All 9 Types of DWI Dismissals in Travis County

All 9 Types of DWI Dismissals in Travis County

Charlie goes over all the ways a DWI can be dismissed in Travis County


Q: What are the possible ways a DWI case can be dismissed in Travis County?

A: There are several potential avenues for DWI dismissal in Travis County, including charge rejection, straight dismissal, pre-trial diversion, deferred prosecution, reduction to a class C ticket, obstruction of a highway, participation in specialty courts like Project Engage or Veteran's Court, winning a suppression hearing, jury trial acquittal, and deferred adjudication.

Q: What does 'rejection of the charges' mean in a DWI case?

A: Rejection of charges occurs when the county attorney decides not to file charges after reviewing evidence, possibly due to low blood alcohol content or lack of other incriminating evidence.

Q: How common is a straight dismissal of DWI charges?

A: Straight dismissals are rare and typically occur when the prosecutor believes the facts are not strong enough to pursue, such as when the accused's blood alcohol content is below the legal limit and there was no collision.

Q: What is pre-trial diversion and who qualifies for it?

A: Pre-trial diversion is a program that leads to dismissal if completed. To qualify, the accused's BAC must be under .15, and there must be no associated collision. Participants must regularly demonstrate sobriety through breathalyzer tests.

Q: What is deferred prosecution in Travis County?

A: Deferred prosecution is an agreement to dismiss the charges upfront if the accused follows certain conditions and avoids further trouble for a set period, typically ranging from one to two years.

Q: Can a DWI be reduced to a class C ticket, and what does it entail?

A: Yes, a DWI can be reduced to a class C ticket. This is a favorable outcome where the charge is reduced and, if deferred, can be expunged.

Q: What is the 'obstruction of a highway' plea, and what are its consequences?

A: Obstruction of a highway is a class B misdemeanor that results in probation instead of a DWI conviction, though the charge itself is not expungable.

Q: How do specialty courts like Project Engage and Veteran's Court work in DWI cases?

A: These courts cater to specific groups (young individuals for Project Engage and veterans for Veteran's Court) and offer dismissal tracks for those who qualify and are accepted into the programs.

Q: What happens if I win a suppression hearing?

A: Winning a suppression hearing, typically by proving an unconstitutional stop by an officer, can result in dismissal of the case as evidence is thrown out.

Q: What is the difference between acquittal at a jury trial and deferred adjudication?

A: Acquittal at a jury trial means the accused is found not guilty and the case is dismissed, while deferred adjudication avoids a formal conviction and the case may be sealed after a certain period if conditions are met, though it's not a complete dismissal.
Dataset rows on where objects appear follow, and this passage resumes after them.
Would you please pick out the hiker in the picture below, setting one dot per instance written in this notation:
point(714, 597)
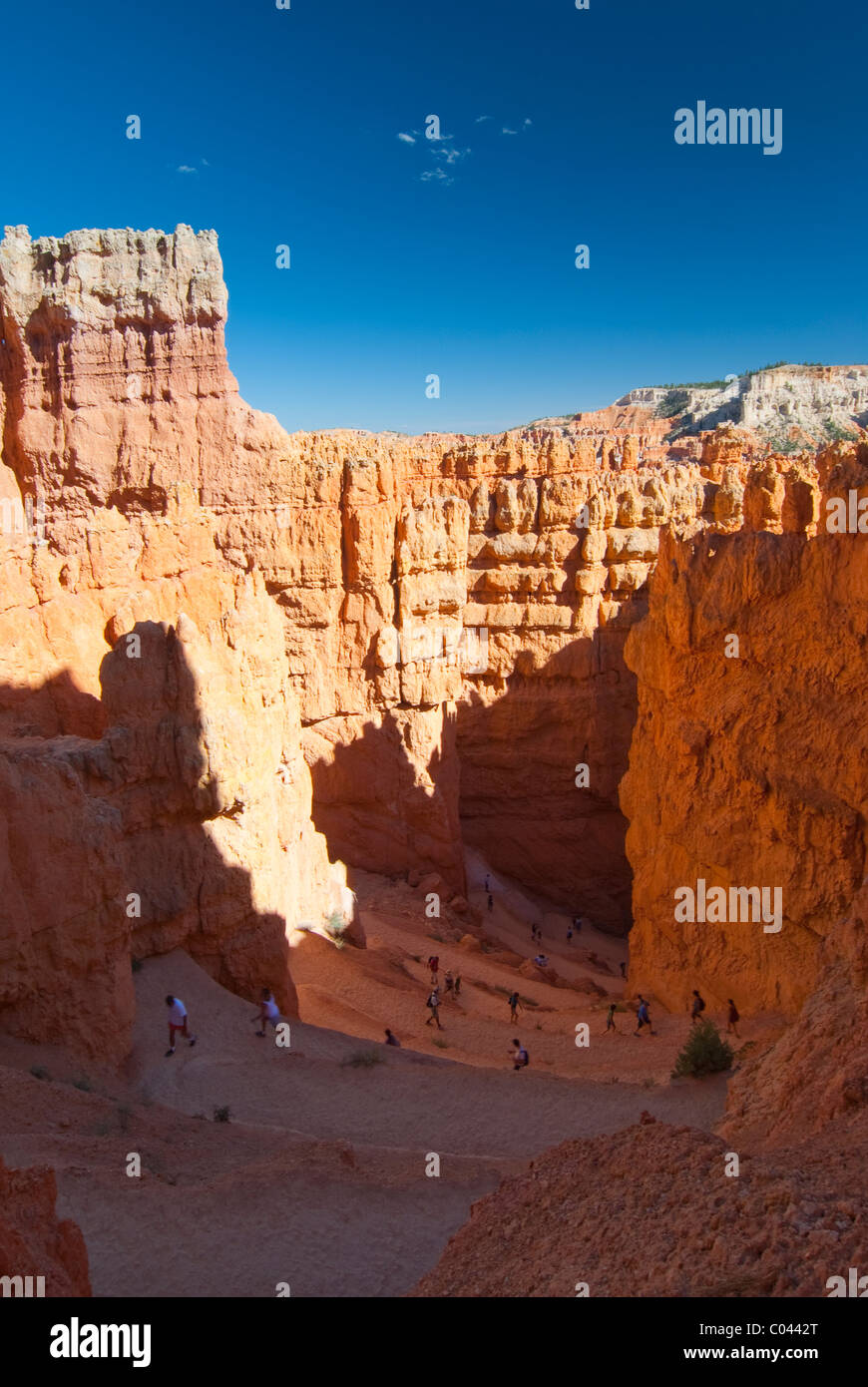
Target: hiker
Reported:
point(267, 1013)
point(433, 1005)
point(643, 1017)
point(178, 1021)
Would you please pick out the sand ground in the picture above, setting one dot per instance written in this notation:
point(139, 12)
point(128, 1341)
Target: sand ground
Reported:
point(317, 1179)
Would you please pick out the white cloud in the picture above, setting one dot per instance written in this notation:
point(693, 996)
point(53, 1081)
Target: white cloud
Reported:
point(449, 156)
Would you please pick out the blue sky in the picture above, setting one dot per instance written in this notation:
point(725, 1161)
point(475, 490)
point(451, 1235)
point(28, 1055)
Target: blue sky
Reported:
point(703, 259)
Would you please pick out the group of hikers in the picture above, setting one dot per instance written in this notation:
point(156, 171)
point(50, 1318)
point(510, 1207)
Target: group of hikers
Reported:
point(269, 1013)
point(452, 986)
point(266, 1016)
point(697, 1006)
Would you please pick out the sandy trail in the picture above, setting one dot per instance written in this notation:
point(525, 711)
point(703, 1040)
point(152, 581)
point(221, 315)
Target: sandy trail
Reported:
point(319, 1176)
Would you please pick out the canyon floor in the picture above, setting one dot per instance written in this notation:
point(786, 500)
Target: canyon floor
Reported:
point(319, 1176)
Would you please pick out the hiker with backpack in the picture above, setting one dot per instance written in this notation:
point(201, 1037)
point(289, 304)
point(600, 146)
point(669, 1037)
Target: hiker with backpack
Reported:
point(643, 1017)
point(433, 1005)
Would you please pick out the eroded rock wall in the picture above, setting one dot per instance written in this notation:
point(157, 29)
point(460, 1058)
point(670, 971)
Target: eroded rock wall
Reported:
point(750, 768)
point(34, 1241)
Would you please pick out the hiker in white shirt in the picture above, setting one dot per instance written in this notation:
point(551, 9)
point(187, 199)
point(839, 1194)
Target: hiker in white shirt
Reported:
point(267, 1013)
point(178, 1021)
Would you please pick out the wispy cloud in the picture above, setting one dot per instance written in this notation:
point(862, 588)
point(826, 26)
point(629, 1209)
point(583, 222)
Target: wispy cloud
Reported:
point(449, 156)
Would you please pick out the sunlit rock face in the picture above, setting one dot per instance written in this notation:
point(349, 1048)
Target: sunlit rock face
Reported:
point(750, 668)
point(354, 650)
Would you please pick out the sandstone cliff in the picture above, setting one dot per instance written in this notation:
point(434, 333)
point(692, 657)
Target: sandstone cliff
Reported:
point(373, 651)
point(34, 1241)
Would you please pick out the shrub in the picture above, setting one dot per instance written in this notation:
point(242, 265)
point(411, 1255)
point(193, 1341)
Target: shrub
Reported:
point(836, 433)
point(704, 1052)
point(336, 924)
point(362, 1060)
point(674, 402)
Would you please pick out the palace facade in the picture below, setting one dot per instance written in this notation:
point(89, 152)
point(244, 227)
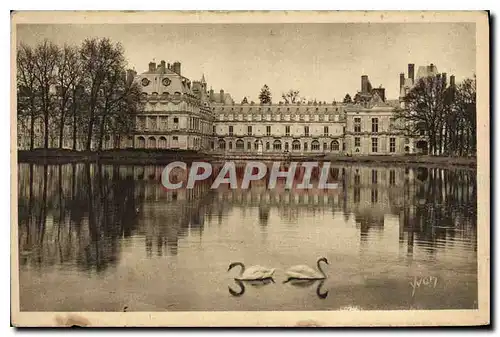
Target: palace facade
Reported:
point(180, 114)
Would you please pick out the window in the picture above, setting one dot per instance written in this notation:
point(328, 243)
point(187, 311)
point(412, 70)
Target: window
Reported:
point(357, 195)
point(357, 141)
point(374, 125)
point(392, 144)
point(392, 177)
point(374, 144)
point(357, 124)
point(277, 145)
point(357, 178)
point(222, 144)
point(334, 145)
point(315, 145)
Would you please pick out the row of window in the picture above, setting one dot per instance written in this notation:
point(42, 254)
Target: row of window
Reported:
point(326, 132)
point(392, 144)
point(277, 145)
point(317, 118)
point(357, 124)
point(278, 110)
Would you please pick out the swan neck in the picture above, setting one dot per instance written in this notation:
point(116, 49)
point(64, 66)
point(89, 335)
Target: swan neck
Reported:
point(320, 269)
point(242, 267)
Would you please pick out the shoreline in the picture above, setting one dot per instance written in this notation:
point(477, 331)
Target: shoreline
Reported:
point(153, 156)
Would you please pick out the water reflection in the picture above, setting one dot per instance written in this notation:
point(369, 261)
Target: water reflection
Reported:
point(254, 283)
point(308, 283)
point(88, 217)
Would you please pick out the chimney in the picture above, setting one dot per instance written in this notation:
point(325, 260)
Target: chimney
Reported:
point(443, 77)
point(364, 83)
point(130, 76)
point(176, 68)
point(411, 72)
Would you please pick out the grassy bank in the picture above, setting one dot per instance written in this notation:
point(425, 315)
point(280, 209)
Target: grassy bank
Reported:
point(132, 156)
point(154, 156)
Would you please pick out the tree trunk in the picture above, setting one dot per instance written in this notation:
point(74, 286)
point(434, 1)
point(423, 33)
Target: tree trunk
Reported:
point(32, 130)
point(61, 131)
point(101, 132)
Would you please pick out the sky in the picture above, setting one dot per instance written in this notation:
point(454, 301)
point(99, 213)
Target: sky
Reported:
point(324, 61)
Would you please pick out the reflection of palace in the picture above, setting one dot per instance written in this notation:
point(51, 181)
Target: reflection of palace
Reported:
point(79, 213)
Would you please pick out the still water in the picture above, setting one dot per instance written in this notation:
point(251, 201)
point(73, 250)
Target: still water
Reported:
point(105, 237)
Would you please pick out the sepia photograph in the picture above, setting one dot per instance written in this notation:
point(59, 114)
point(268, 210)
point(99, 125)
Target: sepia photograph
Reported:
point(250, 168)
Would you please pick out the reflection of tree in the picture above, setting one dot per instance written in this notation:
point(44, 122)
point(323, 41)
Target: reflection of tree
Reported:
point(444, 206)
point(76, 213)
point(79, 213)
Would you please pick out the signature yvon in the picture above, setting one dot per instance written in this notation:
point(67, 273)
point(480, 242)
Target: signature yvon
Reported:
point(426, 281)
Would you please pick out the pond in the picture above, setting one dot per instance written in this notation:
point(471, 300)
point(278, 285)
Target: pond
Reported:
point(112, 238)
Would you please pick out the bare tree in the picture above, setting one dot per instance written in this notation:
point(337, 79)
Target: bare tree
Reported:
point(291, 96)
point(27, 90)
point(265, 95)
point(68, 76)
point(425, 106)
point(347, 99)
point(445, 115)
point(45, 62)
point(464, 110)
point(100, 57)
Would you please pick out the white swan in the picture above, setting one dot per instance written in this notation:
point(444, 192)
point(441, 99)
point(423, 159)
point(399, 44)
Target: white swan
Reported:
point(302, 272)
point(252, 273)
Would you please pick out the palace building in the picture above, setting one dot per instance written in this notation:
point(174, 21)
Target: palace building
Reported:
point(180, 114)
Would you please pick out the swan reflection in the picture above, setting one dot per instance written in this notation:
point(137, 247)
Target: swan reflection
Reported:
point(253, 283)
point(304, 283)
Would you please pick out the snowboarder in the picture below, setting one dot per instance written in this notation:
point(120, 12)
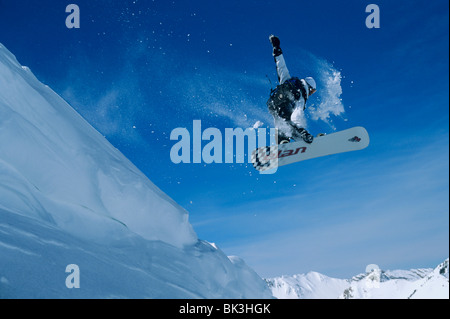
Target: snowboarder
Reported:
point(288, 100)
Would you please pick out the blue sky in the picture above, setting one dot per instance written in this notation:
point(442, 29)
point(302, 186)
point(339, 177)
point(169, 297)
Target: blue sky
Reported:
point(138, 69)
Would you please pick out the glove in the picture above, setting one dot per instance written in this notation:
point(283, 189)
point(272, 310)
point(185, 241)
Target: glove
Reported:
point(275, 41)
point(276, 45)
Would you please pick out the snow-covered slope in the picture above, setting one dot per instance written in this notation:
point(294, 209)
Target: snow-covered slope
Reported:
point(67, 196)
point(376, 284)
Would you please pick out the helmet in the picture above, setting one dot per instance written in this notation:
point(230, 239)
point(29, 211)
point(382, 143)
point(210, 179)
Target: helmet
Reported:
point(311, 82)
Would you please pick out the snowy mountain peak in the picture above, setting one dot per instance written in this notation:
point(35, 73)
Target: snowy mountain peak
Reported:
point(374, 284)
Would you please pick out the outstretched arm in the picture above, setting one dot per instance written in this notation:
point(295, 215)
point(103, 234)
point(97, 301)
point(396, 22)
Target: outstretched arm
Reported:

Q: How often do DWI cases go to jury trial in Travis County?

A: DWI cases going to jury trial are relatively rare, with an estimated occurrence of one in 300 cases.

Q: Is deferred adjudication considered a dismissal?

A: No, deferred adjudication is not a dismissal. It avoids a formal conviction if completed properly and the case can be sealed, but the original charges are not dismissed.